Seduction. The smoky burn of whisky lingering on Mycroft’s tongue was harsh in Sherlock's mouth, dry and sensitive as it was from his unplanned nap. But he chased the edgy, bitter pleasure, the pleasing shock of Mycroft's roughness in their first unbrotherly kiss.

His right fist was tightening in Sherlock's hair, almost painfully, but he savoured the sting in his scalp. In contrast, the fingers of Mycroft's left hand traced the contours of Sherlock's right cheek, mapping by touch the bones under the flesh, refamiliarising themselves with the shifting of the muscles and skin as he kissed back hungrily.

It felt perfect, this undercurrent of brutality. He needed it, probably deserved it, after all of Mycroft's superhuman patience over his lifetime of impossible misbehaviour. After all of Mycroft's suppressed desires, and Sherlock's whimsical treatment of them as and when he chanced to remember.

He hadn't been completely honest five minutes ago when he claimed to have wanted his brother that drug-tainted night. He hadn’t, if he remembered that moment correctly.
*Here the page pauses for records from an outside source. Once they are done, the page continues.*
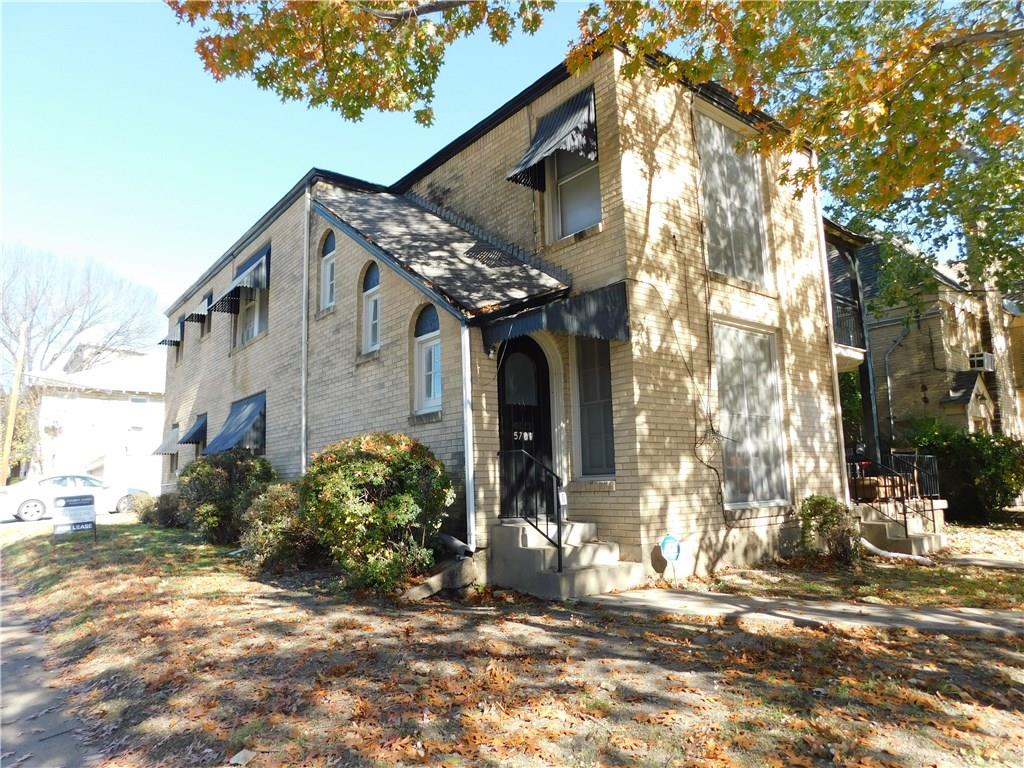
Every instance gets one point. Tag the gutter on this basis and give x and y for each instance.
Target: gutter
(826, 286)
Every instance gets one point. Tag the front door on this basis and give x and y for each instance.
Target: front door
(524, 414)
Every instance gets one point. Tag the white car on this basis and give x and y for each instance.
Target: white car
(33, 499)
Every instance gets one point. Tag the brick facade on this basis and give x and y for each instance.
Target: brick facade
(665, 413)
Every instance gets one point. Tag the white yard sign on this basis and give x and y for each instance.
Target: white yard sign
(73, 513)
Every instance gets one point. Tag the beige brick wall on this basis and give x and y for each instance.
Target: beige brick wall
(212, 374)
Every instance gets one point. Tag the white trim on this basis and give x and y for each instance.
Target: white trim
(421, 344)
(772, 335)
(578, 474)
(467, 434)
(553, 194)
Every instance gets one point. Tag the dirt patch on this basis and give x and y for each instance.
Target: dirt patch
(176, 655)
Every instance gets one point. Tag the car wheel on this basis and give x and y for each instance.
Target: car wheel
(31, 510)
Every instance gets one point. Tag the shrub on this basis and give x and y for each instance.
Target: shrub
(980, 473)
(376, 504)
(275, 535)
(164, 511)
(216, 489)
(826, 523)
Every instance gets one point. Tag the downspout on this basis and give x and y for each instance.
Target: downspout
(826, 285)
(304, 364)
(889, 386)
(467, 435)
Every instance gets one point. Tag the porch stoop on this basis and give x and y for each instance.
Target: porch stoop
(882, 524)
(522, 559)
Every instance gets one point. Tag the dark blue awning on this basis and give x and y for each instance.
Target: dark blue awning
(242, 416)
(602, 313)
(196, 433)
(570, 127)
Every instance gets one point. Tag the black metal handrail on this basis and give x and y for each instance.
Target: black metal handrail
(547, 477)
(847, 323)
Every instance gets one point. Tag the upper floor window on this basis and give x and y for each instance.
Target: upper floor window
(372, 308)
(576, 194)
(730, 183)
(252, 289)
(327, 271)
(427, 361)
(561, 161)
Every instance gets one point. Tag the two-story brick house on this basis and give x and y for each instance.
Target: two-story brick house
(589, 300)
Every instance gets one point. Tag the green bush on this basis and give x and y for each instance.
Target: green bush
(376, 504)
(164, 511)
(980, 474)
(216, 489)
(826, 526)
(274, 534)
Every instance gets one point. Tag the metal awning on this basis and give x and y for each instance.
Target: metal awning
(242, 416)
(253, 274)
(571, 127)
(196, 433)
(602, 313)
(170, 443)
(173, 339)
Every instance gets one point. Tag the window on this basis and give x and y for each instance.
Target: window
(327, 272)
(372, 308)
(730, 185)
(576, 199)
(751, 423)
(427, 361)
(207, 324)
(597, 444)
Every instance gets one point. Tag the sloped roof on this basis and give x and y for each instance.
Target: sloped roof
(474, 271)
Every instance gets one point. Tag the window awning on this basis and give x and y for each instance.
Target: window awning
(173, 339)
(170, 443)
(602, 313)
(242, 416)
(254, 275)
(196, 433)
(571, 127)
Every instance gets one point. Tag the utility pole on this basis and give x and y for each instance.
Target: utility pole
(8, 432)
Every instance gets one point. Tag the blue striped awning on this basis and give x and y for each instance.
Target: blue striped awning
(242, 416)
(196, 433)
(570, 127)
(602, 313)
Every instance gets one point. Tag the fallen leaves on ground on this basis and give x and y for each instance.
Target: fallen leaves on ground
(176, 655)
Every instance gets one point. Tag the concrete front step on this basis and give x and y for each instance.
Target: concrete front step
(596, 580)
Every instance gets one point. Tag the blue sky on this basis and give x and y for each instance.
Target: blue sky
(118, 146)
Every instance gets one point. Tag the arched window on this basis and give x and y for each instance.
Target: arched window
(427, 369)
(327, 272)
(371, 308)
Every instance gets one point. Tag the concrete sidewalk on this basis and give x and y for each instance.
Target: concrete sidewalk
(813, 612)
(35, 730)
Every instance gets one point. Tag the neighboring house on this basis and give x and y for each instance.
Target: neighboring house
(102, 420)
(591, 284)
(951, 356)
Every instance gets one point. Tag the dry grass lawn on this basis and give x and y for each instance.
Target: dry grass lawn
(176, 655)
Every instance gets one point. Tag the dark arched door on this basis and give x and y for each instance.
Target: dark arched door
(524, 415)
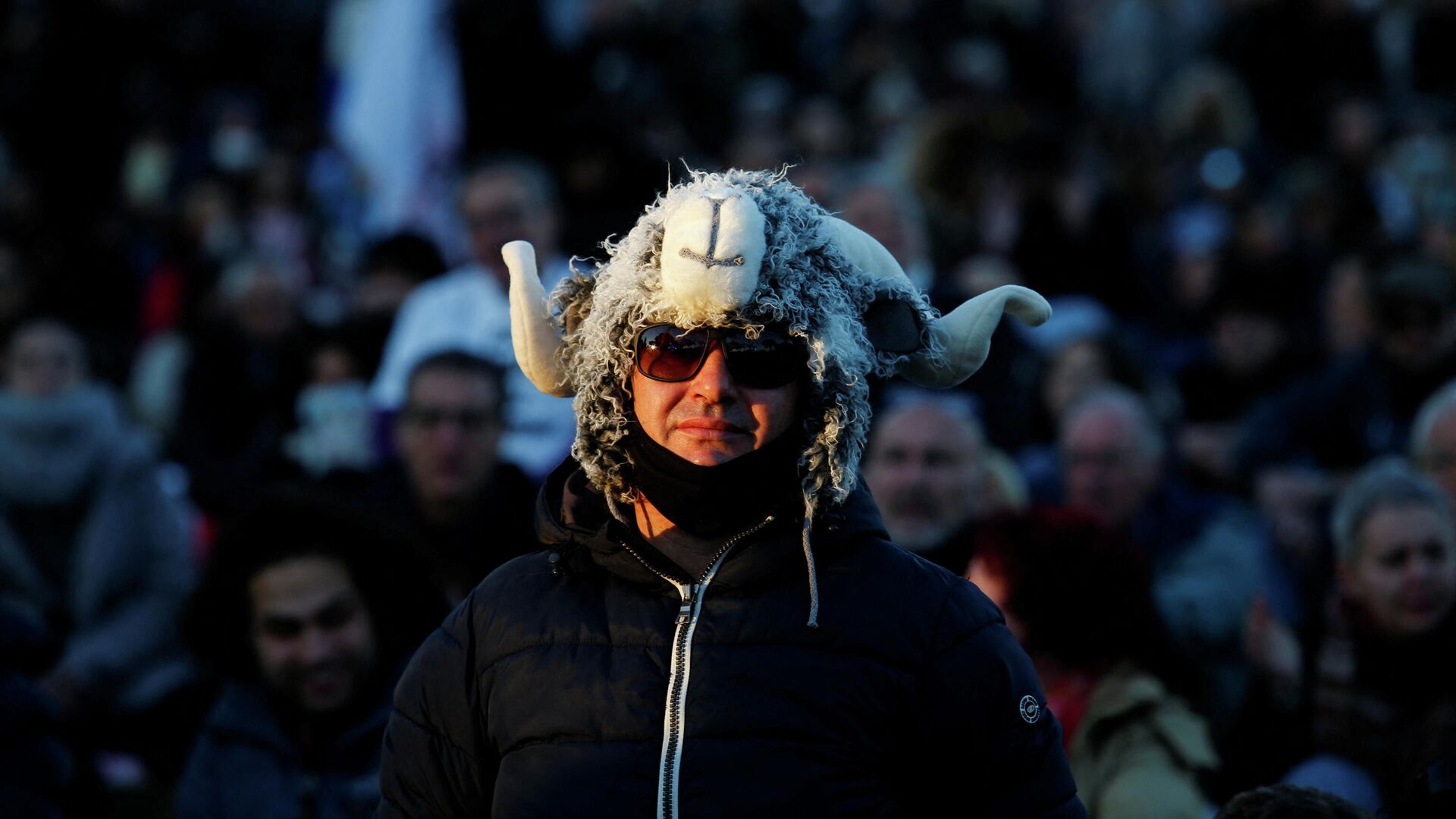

He’d been prepared to go through with whatever might have induced Mycroft to give him money – a blowjob, a handjob, full-on fucking, anything – but it had just seemed like an interesting experiment at the time, with the potentially sweet reward of another hit of heroin.

But _dis_ honest? Not entirely, either. Other moments had come back to him during these two weeks that Mycroft had gone away and ignored him. Like when he was 13, just beginning to feel the itch of his adolescent hormones upsetting his body’s equilibrium. For years, he had observed his brother shedding his puppy fat, but in one startling moment he realised the sum of it – just how much of the Mycroft he'd known had disappeared. All the excess flesh had melted off his frame, exposing a 20-year-old stranger he had never seen before (physically, at least; Mycroft's gorgeous mind was the same). Sherlock felt a sense of loss because, when he traced the web between the bare patches of his memory, he knew he'd _loved_ the Mycroft who had melted away, yet his body nagged him with annoying twitches of carnal interest in this stranger – lean, ever so tall, pale, irritatingly proper, the weight of the world on his shoulders, Atlas not yet turned to rock, Atlas refusing to shrug…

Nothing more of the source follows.